The Justice Department’s antitrust chief doesn’t need to recuse himself from reviewing the proposed AT&T Inc. and Time Warner Inc. merger due to past comments, the department’s ethics office concluded.

Sen. Elizabeth Warren (D-Mass.) said Assistant Attorney General for the Antitrust Division Makan Delrahim should step aside because he said in a 2016 interview that the merger didn’t appear to pose a “major antitrust problem” as it doesn’t involve direct competitors. Delrahim’s comments, made in a Canadian TV interview prior to his nomination, “implies an underappreciation of the impact of a merger of that size on the media market,” Warren wrote in an Oct. 12 letter to the Justice Department.

“The Department’s career ethics officials have reviewed the full interview and advised that there is no legal obligation requiring recusal under the ethics laws or rules,” Assistant Attorney General Stephen Boyd wrote in a Nov. 6 letter to Warren obtained by Bloomberg Law. Recusals made by top officials at the antitrust agencies are typically made when a merger up for review or a conduct investigation involves a former client.
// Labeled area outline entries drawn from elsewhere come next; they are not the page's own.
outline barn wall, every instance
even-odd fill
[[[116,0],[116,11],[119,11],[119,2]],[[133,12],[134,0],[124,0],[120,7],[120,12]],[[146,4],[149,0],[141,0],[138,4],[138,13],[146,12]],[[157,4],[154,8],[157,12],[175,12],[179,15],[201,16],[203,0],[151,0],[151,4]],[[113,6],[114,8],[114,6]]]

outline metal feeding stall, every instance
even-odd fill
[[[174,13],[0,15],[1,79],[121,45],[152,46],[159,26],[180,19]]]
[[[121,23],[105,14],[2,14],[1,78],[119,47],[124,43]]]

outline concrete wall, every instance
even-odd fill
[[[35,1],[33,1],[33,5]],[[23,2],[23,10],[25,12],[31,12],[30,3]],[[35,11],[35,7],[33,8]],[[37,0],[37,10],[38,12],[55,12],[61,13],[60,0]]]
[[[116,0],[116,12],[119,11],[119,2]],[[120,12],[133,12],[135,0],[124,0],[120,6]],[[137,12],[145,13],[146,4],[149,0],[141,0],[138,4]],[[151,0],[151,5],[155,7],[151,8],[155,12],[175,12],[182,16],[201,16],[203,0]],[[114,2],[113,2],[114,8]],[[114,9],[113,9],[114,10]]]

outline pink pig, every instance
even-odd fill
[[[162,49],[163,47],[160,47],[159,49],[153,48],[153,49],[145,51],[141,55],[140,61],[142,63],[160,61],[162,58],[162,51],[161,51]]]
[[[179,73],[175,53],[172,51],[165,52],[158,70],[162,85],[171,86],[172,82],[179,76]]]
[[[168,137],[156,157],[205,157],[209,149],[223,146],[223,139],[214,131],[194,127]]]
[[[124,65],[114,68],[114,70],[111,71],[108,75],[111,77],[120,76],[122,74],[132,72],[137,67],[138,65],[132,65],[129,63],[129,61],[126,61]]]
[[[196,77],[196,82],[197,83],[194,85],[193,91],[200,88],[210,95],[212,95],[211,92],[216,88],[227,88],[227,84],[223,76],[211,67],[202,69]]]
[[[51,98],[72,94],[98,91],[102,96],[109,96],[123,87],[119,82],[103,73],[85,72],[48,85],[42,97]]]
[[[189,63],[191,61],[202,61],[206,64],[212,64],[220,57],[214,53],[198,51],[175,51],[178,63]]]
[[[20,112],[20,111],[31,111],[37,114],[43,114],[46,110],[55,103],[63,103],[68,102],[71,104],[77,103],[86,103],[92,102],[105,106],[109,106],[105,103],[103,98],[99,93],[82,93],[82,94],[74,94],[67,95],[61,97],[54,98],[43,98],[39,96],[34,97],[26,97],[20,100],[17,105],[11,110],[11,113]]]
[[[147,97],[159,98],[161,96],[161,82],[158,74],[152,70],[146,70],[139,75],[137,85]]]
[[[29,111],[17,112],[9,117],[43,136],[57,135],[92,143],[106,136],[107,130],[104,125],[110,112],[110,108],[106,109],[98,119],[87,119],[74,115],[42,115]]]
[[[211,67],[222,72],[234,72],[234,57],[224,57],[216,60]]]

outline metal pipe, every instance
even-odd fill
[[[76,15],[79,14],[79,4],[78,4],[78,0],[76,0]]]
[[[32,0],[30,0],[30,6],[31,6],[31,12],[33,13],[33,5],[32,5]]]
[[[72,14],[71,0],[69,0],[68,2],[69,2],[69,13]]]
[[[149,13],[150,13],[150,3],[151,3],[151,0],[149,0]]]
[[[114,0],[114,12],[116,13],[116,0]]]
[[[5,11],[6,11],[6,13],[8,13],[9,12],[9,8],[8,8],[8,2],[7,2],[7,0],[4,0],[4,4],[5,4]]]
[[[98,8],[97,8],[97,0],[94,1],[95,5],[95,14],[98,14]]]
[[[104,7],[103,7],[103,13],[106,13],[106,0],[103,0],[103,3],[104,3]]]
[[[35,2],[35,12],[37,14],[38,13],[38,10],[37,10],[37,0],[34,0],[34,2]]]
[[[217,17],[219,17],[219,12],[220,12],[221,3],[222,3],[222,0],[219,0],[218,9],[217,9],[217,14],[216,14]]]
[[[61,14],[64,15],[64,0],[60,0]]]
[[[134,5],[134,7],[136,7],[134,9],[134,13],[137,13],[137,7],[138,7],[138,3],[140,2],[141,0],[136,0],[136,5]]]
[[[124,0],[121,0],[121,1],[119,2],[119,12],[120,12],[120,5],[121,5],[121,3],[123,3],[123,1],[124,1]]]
The Justice Department’s response to Warren comes amid reports the department has discovered potential competitive issues with the merger and floated requiring the companies to divest either DirectTV, the satellite provider, or Turner Broadcasting, which includes CNN, TNT and TBS, according to Bloomberg News.

Potentially requiring the sale of CNN raised renewed concerns about the role the White House might be playing in the merger investigation. President Donald Trump has been outspoken about what he sees as unfair coverage from CNN and threatened to block the deal before taking office.
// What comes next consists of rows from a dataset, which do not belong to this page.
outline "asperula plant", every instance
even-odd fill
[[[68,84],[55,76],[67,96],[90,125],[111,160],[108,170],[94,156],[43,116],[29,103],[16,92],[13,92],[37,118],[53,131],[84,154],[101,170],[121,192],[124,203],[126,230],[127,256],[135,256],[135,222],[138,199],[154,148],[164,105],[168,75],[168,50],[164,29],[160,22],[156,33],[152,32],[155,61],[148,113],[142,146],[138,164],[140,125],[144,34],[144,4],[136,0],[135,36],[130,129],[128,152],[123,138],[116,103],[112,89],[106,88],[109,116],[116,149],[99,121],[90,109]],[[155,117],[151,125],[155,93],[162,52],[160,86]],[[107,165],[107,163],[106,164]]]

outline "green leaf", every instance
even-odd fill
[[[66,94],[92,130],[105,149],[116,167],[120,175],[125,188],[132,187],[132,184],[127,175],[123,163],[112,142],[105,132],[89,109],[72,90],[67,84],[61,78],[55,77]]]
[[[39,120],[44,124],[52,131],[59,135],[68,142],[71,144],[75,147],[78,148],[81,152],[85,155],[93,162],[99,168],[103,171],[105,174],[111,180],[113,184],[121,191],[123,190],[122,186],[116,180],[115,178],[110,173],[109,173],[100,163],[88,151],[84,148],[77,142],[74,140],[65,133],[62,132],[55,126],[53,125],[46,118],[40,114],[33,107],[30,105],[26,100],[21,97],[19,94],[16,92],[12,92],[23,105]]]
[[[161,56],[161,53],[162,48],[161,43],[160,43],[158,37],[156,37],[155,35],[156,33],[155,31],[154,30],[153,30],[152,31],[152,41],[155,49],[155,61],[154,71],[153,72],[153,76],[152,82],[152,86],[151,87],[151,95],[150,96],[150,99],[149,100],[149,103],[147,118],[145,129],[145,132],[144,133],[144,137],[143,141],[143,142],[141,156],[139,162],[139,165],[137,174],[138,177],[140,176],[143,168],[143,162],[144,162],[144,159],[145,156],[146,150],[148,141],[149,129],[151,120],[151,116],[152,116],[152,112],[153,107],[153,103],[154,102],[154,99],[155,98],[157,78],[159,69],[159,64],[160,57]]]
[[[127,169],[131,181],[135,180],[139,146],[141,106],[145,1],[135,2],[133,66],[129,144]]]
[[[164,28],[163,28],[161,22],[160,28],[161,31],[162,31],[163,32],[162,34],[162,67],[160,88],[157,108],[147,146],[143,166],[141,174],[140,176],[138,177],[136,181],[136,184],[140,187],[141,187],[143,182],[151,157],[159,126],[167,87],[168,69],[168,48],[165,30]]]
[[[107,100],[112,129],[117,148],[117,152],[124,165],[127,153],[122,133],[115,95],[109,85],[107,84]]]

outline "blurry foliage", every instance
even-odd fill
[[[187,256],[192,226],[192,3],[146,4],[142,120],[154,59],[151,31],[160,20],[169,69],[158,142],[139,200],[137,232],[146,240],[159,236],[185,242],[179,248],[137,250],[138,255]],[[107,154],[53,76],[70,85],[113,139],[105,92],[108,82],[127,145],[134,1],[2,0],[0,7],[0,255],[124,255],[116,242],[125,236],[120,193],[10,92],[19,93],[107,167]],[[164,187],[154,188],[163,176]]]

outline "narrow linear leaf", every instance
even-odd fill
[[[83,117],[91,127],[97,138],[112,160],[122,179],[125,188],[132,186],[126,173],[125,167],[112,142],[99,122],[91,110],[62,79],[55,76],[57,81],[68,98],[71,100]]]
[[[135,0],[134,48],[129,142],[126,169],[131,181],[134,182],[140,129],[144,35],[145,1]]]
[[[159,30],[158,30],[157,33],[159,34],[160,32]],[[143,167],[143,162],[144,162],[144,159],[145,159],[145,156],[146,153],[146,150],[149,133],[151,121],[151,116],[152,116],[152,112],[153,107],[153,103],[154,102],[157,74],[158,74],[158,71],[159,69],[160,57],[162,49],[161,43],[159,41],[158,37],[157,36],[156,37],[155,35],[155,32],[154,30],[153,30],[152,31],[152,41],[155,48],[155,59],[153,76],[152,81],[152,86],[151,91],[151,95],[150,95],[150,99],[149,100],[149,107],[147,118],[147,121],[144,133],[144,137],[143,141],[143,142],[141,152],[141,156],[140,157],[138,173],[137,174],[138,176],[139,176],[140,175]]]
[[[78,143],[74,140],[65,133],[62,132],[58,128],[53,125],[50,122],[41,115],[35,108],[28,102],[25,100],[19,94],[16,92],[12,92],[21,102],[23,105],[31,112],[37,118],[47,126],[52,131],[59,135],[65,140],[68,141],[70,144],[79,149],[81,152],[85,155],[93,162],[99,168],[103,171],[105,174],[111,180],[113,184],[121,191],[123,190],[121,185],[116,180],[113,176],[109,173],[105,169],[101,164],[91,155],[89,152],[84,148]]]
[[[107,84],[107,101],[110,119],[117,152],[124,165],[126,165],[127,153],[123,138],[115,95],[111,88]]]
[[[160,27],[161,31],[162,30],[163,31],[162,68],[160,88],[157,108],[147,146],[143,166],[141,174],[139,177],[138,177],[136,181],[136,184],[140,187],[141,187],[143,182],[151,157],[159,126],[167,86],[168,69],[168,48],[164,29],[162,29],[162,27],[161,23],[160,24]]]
In the letter, the Justice Department detailed the “full context” of Delrahim’s October 2016 interview, held after the deal was announced. At the time, Delrahim said “the review would be based on the law and the facts, and that, ‘if the Division determined the transaction met the legal standard for a challenge under the antitrust laws, it ‘will bring a lawsuit.’ ”

“AAG Delrahim specifically clarified that ‘that’s not to say that there aren’t going to be some concerns and antitrust issues of one distributor owning various content, and it might somehow impact other distributors,’ ” it said.